Historique[modifier | modifier le code]

La première description d'une coccygodynie est faite en 1588, par le médecin flamand Henri de Smet (1537-1614), chez sa propre épouse à la suite d'un accident survenu en 1588 « Ma femme est tombée sur les fesses, et elle s'est faite si mal au coccyx, qu'elle ne peut plus s'asseoir sans douleur, ni vider ses boyaux ou sa vessie, ni tousser, sans beaucoup de peines. »[1].

En 1726, le chirurgien Jean-Louis Petit (1674-1750) se hasarde à traiter radicalement les douleurs du coccyx par amputation des pièces osseuses jugées responsables[2].

En 1859, le chirurgien écossais James Young Simpson (1811-1870) donne à cette affection le nom de coccyodynia (du grec odynê douleur, douleur au coccyx), terme qui avait l'avantage selon lui, de désigner un fait clinique sans préjuger de sa cause[1],[3].

En 1950, un auteur américain l'appelle « maladie de la télévision », favorisée par une mauvaise position assise prolongée. Dans la deuxième moitié du XXe siècle, d'autres facteurs favorisants sont discutés comme l'obésité, ou des variations morphologiques (statiques) du coccyx. Les discussions opposent les partisans d'une approche psychopathologique (névrose d'angoisse, douleur de conversion hystérique...), hostiles à toute approche chirurgicale, à ceux qui proposent une cause mécanique, comme une atteinte discale[4].

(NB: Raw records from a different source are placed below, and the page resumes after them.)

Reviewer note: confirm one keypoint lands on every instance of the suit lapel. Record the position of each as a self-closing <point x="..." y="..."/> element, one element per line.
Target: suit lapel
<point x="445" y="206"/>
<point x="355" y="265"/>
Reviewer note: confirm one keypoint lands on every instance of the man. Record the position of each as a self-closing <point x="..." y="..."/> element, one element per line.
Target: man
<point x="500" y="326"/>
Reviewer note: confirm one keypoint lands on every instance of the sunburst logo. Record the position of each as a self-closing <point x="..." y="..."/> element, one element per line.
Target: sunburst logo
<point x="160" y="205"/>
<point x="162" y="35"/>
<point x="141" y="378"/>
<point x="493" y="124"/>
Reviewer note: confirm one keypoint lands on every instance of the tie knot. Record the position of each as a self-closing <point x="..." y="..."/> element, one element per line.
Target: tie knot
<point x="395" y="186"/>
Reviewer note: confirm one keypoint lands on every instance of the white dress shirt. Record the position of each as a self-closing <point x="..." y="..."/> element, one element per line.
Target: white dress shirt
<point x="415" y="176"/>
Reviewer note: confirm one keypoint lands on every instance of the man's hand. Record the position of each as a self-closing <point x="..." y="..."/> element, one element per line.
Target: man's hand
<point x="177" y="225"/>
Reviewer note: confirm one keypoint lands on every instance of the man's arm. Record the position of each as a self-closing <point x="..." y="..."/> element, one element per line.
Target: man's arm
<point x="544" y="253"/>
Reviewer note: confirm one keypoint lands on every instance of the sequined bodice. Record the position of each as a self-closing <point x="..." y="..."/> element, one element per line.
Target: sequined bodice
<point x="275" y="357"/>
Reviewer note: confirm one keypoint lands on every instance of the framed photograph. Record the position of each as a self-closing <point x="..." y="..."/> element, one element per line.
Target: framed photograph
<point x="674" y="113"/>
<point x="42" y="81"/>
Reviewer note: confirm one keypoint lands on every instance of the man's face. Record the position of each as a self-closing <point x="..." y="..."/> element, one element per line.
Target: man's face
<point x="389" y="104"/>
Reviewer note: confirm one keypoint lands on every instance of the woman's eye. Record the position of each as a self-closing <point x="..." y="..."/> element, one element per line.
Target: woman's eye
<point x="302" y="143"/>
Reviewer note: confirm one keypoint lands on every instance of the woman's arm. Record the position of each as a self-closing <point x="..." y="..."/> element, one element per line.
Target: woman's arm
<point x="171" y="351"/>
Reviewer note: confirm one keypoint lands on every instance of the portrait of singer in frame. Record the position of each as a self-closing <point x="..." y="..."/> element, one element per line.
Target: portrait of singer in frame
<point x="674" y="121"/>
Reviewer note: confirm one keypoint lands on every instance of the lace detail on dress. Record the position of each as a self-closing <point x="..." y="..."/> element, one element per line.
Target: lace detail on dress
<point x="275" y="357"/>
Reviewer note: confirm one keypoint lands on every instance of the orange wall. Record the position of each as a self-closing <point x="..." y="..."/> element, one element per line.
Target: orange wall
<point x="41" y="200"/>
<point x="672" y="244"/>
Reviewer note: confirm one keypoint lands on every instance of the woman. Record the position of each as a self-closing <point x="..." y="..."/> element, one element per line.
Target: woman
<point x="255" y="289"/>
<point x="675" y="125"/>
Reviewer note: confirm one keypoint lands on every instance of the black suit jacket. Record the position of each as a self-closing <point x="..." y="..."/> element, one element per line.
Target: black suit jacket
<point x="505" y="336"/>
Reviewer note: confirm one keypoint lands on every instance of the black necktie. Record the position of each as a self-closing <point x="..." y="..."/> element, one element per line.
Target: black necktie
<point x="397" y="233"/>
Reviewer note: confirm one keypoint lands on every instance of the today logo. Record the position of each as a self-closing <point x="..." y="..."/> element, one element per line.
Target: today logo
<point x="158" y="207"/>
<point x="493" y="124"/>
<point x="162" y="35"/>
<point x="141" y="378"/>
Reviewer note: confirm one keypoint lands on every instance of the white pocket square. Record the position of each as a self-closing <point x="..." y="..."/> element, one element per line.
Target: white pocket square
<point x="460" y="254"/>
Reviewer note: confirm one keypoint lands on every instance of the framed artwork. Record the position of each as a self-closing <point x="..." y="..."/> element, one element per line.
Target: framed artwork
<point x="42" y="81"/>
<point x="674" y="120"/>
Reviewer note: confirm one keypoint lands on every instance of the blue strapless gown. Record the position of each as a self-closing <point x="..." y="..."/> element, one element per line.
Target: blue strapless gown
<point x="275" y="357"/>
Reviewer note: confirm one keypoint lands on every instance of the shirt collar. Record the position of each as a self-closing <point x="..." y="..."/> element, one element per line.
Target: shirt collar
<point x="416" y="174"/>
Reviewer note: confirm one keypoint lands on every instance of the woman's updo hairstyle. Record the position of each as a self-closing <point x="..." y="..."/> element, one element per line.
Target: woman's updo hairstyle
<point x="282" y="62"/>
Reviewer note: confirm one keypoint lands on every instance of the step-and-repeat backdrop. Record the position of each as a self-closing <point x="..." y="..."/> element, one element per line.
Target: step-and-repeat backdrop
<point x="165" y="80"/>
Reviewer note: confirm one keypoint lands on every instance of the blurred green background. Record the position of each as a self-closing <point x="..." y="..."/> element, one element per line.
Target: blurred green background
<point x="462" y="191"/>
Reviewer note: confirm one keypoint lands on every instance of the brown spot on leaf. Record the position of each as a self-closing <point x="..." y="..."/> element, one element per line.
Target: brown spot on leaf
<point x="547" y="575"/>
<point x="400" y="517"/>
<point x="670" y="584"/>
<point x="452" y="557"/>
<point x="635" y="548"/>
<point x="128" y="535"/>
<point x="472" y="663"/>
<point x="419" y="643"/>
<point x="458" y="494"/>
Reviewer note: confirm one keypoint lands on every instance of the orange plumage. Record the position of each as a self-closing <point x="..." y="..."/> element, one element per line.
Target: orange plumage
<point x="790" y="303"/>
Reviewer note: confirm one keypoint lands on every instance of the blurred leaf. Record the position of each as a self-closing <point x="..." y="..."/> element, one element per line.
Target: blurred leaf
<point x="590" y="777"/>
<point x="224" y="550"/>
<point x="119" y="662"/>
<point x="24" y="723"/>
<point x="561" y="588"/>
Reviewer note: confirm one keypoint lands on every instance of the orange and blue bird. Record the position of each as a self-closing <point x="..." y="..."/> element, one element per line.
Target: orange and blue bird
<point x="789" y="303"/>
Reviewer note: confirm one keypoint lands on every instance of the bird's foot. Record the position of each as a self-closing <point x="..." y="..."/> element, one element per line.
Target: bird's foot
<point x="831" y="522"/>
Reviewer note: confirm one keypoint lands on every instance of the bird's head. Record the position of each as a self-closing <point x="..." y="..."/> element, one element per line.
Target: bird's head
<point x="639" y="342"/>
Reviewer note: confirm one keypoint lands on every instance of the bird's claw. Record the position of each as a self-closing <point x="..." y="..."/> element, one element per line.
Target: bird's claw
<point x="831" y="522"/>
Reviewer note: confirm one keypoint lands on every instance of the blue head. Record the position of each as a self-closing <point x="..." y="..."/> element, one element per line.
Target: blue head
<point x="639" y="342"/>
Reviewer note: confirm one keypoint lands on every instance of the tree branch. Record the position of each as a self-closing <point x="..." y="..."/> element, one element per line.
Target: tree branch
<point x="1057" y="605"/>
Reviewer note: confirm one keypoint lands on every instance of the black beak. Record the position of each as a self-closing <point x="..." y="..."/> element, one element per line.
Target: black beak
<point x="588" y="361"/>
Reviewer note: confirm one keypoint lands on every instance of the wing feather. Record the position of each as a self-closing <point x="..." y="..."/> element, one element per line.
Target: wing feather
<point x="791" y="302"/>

À partir de 1994, le français Jean-Yves Maigne[5] introduit la notion de troubles de mobilité du coccyx, objectivables par des radiographies dynamiques, chez un grand nombre de patients atteints de coccygodynie[4],[6].

Causes et circonstances[modifier | modifier le code]

Coccyx humain, ici en rouge.

L'incidence exacte des coccygodynies n'est pas connue, elles représenteraient moins de 1 % des douleurs du rachis[4]. Les douleurs du coccyx sont plus souvent associés avec l'obésité et le sexe féminin (5 fois plus que chez les hommes), plus souvent les adolescents et les adultes que les enfants[3].

De façon anecdotique, il a été rapporté qu'une perte de poids rapide pourrait être un facteur de risque par la perte de masse graisseuse servant de coussinet en position assise[3].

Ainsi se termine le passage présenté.